Telefonun diğer ucundan onun derin derin aldığı nefeslerini duyarken ben nefesimi tutuyordum. Onu öylece terk etmişken şimdi onu özlediğimi, sevdiğimi söylemek saçmalıktı. Ama ben onu düşündüğüm için ondan vazgeçmiştim. Kardeşiyle ve ya sahip olduklarıyla benim aramda bir seçim yapmasın diye ben aşkımdan vazgeçmiştim.

"Biz bu vedayı hiç hak etmedik Küçüğüm"

Ben bilmiyordum kardeşini kaçırdıklarını önceden bildiğini ve onun Gong Yoo'nun karşısına geçmeden evvel kurtardığını. Bilmiyordum, bilsem gitmek mecburiyetinde hissetmezdim kendimi. Bencil bir aşık olmalıydım belkide. Güvenmeli ve beklemeliydim sevdiğimi. Ama beni terk edecek, ya da bir gün beni seçtiği için pişman olacak korkusu sarmıştı dört bir yanımı.

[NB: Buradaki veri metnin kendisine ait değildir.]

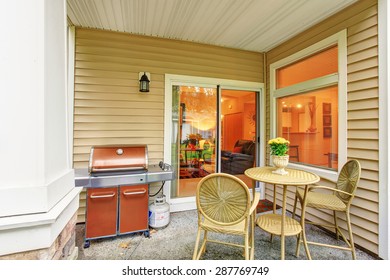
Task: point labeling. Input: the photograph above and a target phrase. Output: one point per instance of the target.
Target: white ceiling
(255, 25)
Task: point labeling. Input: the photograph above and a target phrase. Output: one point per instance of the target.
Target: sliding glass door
(205, 141)
(194, 111)
(239, 132)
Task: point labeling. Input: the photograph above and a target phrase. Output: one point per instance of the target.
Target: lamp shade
(144, 83)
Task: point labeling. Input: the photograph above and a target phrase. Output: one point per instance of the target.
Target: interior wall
(361, 22)
(108, 107)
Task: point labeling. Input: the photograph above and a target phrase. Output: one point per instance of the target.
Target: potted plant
(279, 149)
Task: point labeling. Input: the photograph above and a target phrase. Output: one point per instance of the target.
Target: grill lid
(118, 159)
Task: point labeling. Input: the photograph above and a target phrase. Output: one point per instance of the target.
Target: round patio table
(280, 224)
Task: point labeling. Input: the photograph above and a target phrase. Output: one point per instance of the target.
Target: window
(308, 91)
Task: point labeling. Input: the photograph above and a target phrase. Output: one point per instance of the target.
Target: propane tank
(159, 213)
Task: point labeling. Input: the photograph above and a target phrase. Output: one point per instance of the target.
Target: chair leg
(196, 255)
(252, 236)
(297, 249)
(352, 244)
(246, 249)
(204, 242)
(304, 230)
(336, 225)
(295, 205)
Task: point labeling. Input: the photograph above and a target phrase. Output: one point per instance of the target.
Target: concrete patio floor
(176, 242)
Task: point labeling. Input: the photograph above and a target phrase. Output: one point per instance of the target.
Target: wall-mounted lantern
(144, 80)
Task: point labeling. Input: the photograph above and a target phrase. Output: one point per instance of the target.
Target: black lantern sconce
(144, 81)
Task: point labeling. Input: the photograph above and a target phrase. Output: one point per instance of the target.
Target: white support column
(384, 131)
(37, 193)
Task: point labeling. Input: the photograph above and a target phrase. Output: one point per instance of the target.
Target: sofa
(240, 159)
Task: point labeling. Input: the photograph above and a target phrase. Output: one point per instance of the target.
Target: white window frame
(339, 79)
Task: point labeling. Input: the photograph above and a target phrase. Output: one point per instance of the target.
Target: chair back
(348, 179)
(223, 199)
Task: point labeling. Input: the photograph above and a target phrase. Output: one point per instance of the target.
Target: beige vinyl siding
(360, 20)
(108, 107)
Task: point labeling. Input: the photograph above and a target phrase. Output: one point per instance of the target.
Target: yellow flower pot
(280, 162)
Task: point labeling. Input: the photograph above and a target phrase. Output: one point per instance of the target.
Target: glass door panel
(238, 132)
(194, 137)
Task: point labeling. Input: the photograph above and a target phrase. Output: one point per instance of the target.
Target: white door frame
(188, 203)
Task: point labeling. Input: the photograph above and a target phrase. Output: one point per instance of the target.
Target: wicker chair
(338, 201)
(225, 206)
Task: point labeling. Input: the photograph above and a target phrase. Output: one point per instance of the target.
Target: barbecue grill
(117, 183)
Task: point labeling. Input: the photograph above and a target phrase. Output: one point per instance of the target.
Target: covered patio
(80, 64)
(183, 227)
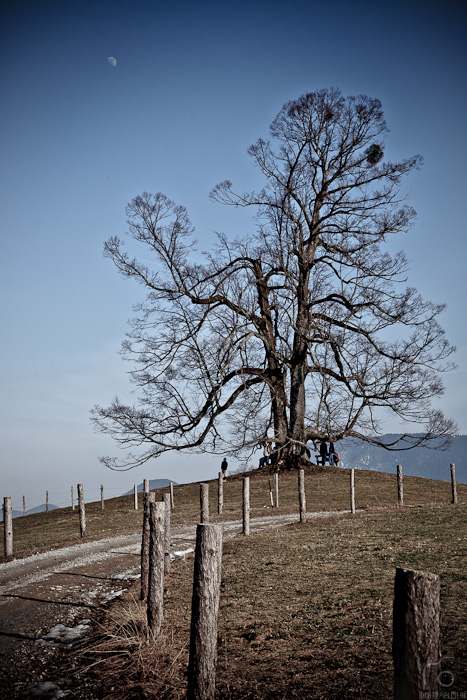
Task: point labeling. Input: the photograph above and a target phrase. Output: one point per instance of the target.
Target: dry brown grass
(306, 611)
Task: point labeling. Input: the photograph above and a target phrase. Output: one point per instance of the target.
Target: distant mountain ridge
(419, 461)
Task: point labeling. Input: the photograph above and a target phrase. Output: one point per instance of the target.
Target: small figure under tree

"Beni affet sevdiğim, affet aşkım. Ben seni düşündüğüm için, kardeşinle benim aramda bir seçim yap-"

"Sus"

Sözlerim onun sesiyle yarım kaldı. Taehyung gibi bir adamın beni sevmesi bile bir mucizeyken, ben onu ellerimle itmiş ve şimdi beni affetmesini istiyordum. Yine benim olmasını istediğim adamın sevgisi büyüktü lakin gururunu hiçe saymam aptallığımdı. Ve ben onu kaybettiğimi telefonu kapatmadan önceki son sözleriyle anlamış ve kalbimde koca bir boşlukla kalakalmıştım.

"Ben bir aile olmak hayaliyle sana gelirken sen benden çoktan gitmişsin Jungkook. Şimdi dönme geri çünkü ben bıraktığın yer de değilim."

Telefon kapandı, ben ölmek istedim. Sevdiğimi kaybetmenin acı gerçeği göğsümü dağlarken nefessiz kaldım. Telefon elimden düşerken kalkıp bütün camları açtım, nefes alamadım. Boğuluyordum... Dizlerimin üzerine çöküp ağlarken kendime tokat attım. Kendimden nefret ettim. Saçlarımı çekiştirdim, kendime zarar vermek istiyordum. Aynalı komidinin çekmecesini açıp bir şeyler aradım ne aradığımı bilemeyerek.